本申请提供了一种故障文件保存方法,应用于人工智能(AI)领域中的分布式训练场景。分布式系统包括管理节点和多个训练节点,多个训练节点用于协同执行训练任务,该方法包括:管理节点从多个训练节点中的至少一个训练节点获取实时信号,该实时信号用于表征至少一个训练节点的状态,管理节点根据实时信号进行故障检测,检测到故障后进行故障文件保存,该故障文件用于恢复训练任务。该方法通过实时进行故障检测,并在检测到故障后进行故障文件保存,由此可以保留故障发生时的迭代轮次的训练结果,避免基于大量样本数据重新启动该迭代轮次的训练,保障了训练效率。

Description

一种故障文件保存方法及相关装置
本申请要求于2022年3月1日提交中国专利局、申请号为202210197961.0、发明名称为“一种故障文件保存方法及相关装置”的中国专利申请的优先权,所述专利申请的全部内容通过引用结合在本申请中。
技术领域
本申请涉及人工智能(artificial intelligence,AI)技术领域,尤其涉及一种故障文件保存方法、装置以及管理节点、分布式系统、计算机可读存储介质、计算机程序产品。
背景技术
随着AI技术的不断发展,越来越多的行业和领域采用AI模型(为了便于描述,有些情况下也简称为模型)实现业务的智能化、自动化。例如,电子商务行业中,越来越多商家采用基于AI模型构建的AI客服代替人工客服,提供售前、售后咨询服务。又例如,社交网络中,平台采用AI模型代替人工审核用户发布的内容,以节省人力成本。
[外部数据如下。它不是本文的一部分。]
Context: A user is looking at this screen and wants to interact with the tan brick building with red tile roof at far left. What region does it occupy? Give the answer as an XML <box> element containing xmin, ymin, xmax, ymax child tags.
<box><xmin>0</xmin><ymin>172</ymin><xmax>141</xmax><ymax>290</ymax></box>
AI模型是指基于AI技术构建的、用于对未知数据进行预测的数学模型。例如,AI模型可以是基于神经网络构建的目标检测模型、图像分类模型。AI模型通常需要通过大量数据进行训练。为了提高AI模型的训练效率,分布式训练方法应运而生。所谓分布式训练方法是将训练任务分散到多个训练节点执行,多个训练节点并行训练模型。其中,训练任务是利用数据集训练模型,获得模型的权重的过程。训练任务的任务类型可以分为数据并行训练类型和模型并行训练类型。数据并行训练类型是指将数据集中的数据分散到多个训练节点进行训练,模型并行训练类型是指将模型的不同部分分散到多个训练节点进行训练。多个训练节点可以采用同步更新机制更新模型的参数。同步更新机制是指将各个训练节点获得的梯度进行累加计算均值,基于该均值更新模型的参数。当个别训练节点、训练算法或者网络出现故障时,整个分布式训练任务就会中断。随着训练节点的增加,中断可能性越来越高,因此,需要提供一种故障文件保存机制,以便基于故障文件恢复训练任务。
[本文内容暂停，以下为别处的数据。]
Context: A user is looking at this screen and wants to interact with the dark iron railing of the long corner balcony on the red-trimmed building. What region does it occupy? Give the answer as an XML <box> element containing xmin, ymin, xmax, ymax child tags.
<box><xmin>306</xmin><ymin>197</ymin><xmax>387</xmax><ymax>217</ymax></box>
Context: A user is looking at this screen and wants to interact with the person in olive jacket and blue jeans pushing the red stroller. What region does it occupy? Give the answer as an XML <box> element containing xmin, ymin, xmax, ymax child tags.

目前,业界主要采用定时备份检查点(checkpoint,ckpt)文件的方式,以实现故障文件保存。当故障发生时,基于最近一次保存的checkpoint文件进行故障恢复,该方式会导致丢失故障发生时的迭代轮次的训练结果,训练节点需要基于大量样本数据重新启动该迭代轮次的训练,影响了训练效率。
发明内容
本申请提供了一种故障文件保存方法,该方法通过实时进行故障检测,并在检测到故障后进行故障文件保存,由此可以保留故障发生时的迭代轮次的训练结果,避免基于大量样本数据重新启动该迭代轮次的训练,保障了训练效率。本申请还提供了上述方法对应的装置、管理节点、分布式系统、计算机可读存储介质以及计算机程序产品。
第一方面,本申请提供了一种故障文件保存方法。该方法应用于分布式系统。其中,分布式系统包括管理节点和多个训练节点,多个训练节点用于协同执行训练任务。该方法可以由分布式系统中的管理节点执行。
具体地,管理节点从多个训练节点中的至少一个训练节点获取实时信号,该实时信号用于表征至少一个训练节点的状态,然后管理节点根据实时信号进行故障检测,接着管理节点检测到故障后进行故障文件保存,该故障文件用于恢复训练任务。
在该方法中,管理节点基于从训练节点获取的实时信号,进行实时地故障检测,在检测到故障后,保存训练任务在故障发生时的迭代轮次的训练结果,当训练任务被重调度至新的训练节点时,新的训练节点可以基于故障发生时的迭代轮次的训练结果继续训练,无需基于大量样本数据重复训练,提高了训练效率。而且,该方法也无需频繁地进行故障文件保存,避免了以较高的频率(较短的周期)定时备份故障文件对性能的挑战。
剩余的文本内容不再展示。